Sep 30, 2005 23:04
this is a stream-of-consciouness. so bare with it if you're gonna read it at all.
#1) rule in life, there is no time for you to put yourself down, there will always be somebody to do that for you, why not believe in yourself and go someone and not hold back.
#2)i went to a liquor store today, and picked up stuff, how fucking amusing are most of you, not to say really annoying, but you're still pretty entertaining. i like these social experiments, seriously. so the game was entertaining too, don't really remember, don't really care. i like how im getting more and more assertive with people, and how im making it more and more obvious when im opposed to you.
oh yea, by the way; its a huge compliment if i actually like you. seriously, its a huge compliment.
it means i dont think you're
-entirely self-serving
-conceited
-think you're too "cool" for people
-too uptight
-more that i can't think of/dont want to right now.
dude everyone entertains the hell out of me.
i'm getting pretty conceited, can't help it, don't really want to either,
and its not even like how you think i mean, just thinking i'm "above" those who believe they are
"above" other people. thats not being hypocritcal, its enacting some karma.

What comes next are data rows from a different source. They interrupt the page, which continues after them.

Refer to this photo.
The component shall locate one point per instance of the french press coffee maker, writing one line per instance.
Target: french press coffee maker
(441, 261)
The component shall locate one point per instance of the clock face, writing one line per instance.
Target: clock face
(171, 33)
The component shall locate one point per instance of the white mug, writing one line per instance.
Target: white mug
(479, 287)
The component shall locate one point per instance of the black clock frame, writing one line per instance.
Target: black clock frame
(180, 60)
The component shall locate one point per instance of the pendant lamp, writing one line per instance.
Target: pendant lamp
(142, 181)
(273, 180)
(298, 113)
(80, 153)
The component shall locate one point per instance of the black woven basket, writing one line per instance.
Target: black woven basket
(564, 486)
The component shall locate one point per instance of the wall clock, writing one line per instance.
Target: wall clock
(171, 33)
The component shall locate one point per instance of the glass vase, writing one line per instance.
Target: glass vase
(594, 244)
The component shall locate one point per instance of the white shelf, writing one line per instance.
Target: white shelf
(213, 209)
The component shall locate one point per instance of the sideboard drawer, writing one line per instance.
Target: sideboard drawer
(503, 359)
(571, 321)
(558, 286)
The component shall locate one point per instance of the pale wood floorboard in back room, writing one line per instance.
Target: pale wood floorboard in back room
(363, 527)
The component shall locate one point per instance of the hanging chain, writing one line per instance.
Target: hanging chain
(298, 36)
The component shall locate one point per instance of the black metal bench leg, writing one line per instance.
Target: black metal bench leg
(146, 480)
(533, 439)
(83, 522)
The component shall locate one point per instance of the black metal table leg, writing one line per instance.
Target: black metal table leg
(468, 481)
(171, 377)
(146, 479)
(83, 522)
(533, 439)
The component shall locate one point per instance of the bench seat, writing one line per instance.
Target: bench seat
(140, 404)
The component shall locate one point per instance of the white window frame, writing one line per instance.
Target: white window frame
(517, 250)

but the more i think about it, what the hell have i gotten out of being humble for the past years of my whole life. the more i think about it, nothing. its the annoying and self-appointing people that get anything. im not gonan miss out. i'll kill you if you get in my way, in a way you won't even realize. so basically, concerning girls, im too good for you, because you all think you're too good for me, because im not all over the place, which i will be happy about in years to come when stds are all over the place and everyone really finds out how quick some of these things like hiv are going around. im not paranoid, its true. what you do now, comes back to you later, its true, all the time. karma.
like i feel as though my "heart" is hardening over as the days pass, or icing over.
there's a huge difference. ice melts to nothing, stone splinters.
im happy with myself, seriously, really happy.
i know im a good person, and i know i have decent qualities, and i know i don't have everything going for me, but i have a few things, and in comparison to alot of these other losers girls date, thats alot more than them. so offically going on that status. dont worry about it.